The death of 6-year-old Abigail Taylor of complications from a wading pool accident last summer means the maker of the pool and the club where she was injured likely will pay less in damages.

The Edina girl's death last week changes the family's lawsuit from a personal injury case to a wrongful death case, and moves damages from the possible blockbuster range down to the mere millions, said most lawyers interviewed Monday.

But the family's lawyer, Bob Bennett, disagreed. "Historically, that's been true," he said. "I don't know if that's going to hold up in this case."

Legal claims for Abigail's past and future pain and suffering and future medical care no longer exist, although the family can still collect for past medical bills.

The case could have been a record-breaker, said Bill Jepsen, a lawyer at Schwebel, Goetz & Sieben, a leading personal injury and wrongful death firm. Others, including Dorsey & Whitney law firm partner George Eck and lawyer and radio commentator Ron Rosenbaum, agreed.

"The cost of her future care would have been right through the roof. I mean millions and millions and millions of dollars. That claim is gone," Jepsen said.

Abigail's ordeal began June 29, when she sat on an uncovered drain in a wading pool at the Minneapolis Golf Club in St. Louis Park. The suction pulled out 21 feet of her small intestine. She died last week after contracting cancer related to a triple-organ transplant.

In November, Abigail's family sued the pool manufacturer Sta-Rite, owned by a Golden Valley company, and the club. At the time, Bennett said Abigail's lifetime medical expenses alone could be $30 million.

Lawyers for the defendants didn't return calls.

"It's still a very large case because the loss to the family is significant. But it's not comparable to her past and future suffering and medical bills," Rosenbaum said.

Only Chris Messerly, a partner at Robins, Kaplan, Miller & Ciresi, said the possible damages would be unchanged by the death. "I'd argue the value goes up," he said. "Fewer things have greater value than a relationship with your child."

Unless Bennett makes the case, the jury will be directed not to award damages to punish the defendant for Abigail's pain and suffering or the parents' emotional distress. "They get nothing for their grief," Jepsen said.

Bennett said he expects to make a successful case for punitive damages because of eight specific violations found by the state Health Department. "I'll bet you by the time I get to a jury, I have [a case for punitive damages]."

Eck said wrongful death lawsuits can be substantial when an adult dies and leaves dependents.
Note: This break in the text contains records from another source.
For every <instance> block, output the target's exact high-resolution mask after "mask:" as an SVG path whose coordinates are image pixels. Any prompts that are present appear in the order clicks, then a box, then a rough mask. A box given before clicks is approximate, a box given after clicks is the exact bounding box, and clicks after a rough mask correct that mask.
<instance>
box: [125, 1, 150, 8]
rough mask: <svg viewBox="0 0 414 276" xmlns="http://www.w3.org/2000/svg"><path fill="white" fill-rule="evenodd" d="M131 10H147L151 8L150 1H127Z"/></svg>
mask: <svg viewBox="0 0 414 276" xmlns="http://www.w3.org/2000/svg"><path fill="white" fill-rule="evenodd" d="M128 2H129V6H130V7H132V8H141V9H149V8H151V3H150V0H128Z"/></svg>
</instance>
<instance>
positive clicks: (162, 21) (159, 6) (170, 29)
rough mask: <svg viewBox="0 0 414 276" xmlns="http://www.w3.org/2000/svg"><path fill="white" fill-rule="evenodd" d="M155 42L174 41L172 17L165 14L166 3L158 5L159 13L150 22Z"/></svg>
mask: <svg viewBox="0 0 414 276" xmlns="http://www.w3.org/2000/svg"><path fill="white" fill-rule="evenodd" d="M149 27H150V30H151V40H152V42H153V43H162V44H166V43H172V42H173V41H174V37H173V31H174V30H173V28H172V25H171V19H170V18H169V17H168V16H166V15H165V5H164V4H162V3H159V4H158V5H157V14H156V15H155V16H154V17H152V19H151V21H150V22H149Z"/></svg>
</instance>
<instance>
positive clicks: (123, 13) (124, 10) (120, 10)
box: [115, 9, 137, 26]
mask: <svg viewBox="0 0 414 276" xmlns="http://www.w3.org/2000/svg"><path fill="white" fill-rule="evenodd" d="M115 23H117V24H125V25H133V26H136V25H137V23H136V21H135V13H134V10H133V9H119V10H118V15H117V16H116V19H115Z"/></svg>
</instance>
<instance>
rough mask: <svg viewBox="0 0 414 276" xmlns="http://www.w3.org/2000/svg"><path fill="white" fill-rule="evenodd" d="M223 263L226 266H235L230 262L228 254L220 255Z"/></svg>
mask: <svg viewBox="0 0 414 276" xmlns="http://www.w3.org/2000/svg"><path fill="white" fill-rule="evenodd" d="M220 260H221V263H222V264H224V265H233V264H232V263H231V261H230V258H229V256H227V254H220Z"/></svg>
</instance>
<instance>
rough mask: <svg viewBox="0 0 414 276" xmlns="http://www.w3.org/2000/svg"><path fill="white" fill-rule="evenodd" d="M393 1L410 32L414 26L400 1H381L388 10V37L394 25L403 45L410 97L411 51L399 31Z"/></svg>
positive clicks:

The survivors could get a big settlement.

It's tougher with a child. "No one's dependent on her," Jepsen said.

Bennett said Abigail wasn't an ordinary child. "It's hard to point to the achievements of average 6-year-olds, but not in her case," he said, noting new federal safety legislation passed after her accident.
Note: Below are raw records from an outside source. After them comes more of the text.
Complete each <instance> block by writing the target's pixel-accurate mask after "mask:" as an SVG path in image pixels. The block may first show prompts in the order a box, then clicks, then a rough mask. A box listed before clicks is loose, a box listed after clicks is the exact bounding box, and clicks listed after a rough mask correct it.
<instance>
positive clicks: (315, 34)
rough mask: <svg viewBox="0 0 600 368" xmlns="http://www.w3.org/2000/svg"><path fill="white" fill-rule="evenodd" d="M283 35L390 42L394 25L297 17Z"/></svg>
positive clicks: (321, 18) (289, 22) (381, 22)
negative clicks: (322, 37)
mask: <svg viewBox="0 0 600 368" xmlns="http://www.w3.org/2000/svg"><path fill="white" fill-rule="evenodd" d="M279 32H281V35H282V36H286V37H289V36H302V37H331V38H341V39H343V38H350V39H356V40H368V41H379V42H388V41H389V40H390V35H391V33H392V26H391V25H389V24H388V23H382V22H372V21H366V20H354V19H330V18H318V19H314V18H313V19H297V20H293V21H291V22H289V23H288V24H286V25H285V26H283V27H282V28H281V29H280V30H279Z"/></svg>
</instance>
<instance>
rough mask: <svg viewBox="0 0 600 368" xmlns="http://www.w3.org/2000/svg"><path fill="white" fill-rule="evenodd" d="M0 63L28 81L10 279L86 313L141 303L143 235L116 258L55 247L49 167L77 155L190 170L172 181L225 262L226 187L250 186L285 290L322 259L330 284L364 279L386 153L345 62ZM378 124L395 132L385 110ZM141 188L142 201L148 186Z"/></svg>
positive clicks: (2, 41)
According to the law, par-ents of wrongfully deceased children are entitled to medical and funeral expenses as well as loss of counsel, guidance, aid, advice, comfort and protection.

"Those are the items you have to argue to a jury that are worth millions of dollars," Jepsen said. He has seen juries award anywhere from $300,000 to $3 million for such things in the death of a child.

"It's a huge, huge loss, a terrible tragedy, but I would have to say the value of the claim is smaller than if she had lived," Jepsen said.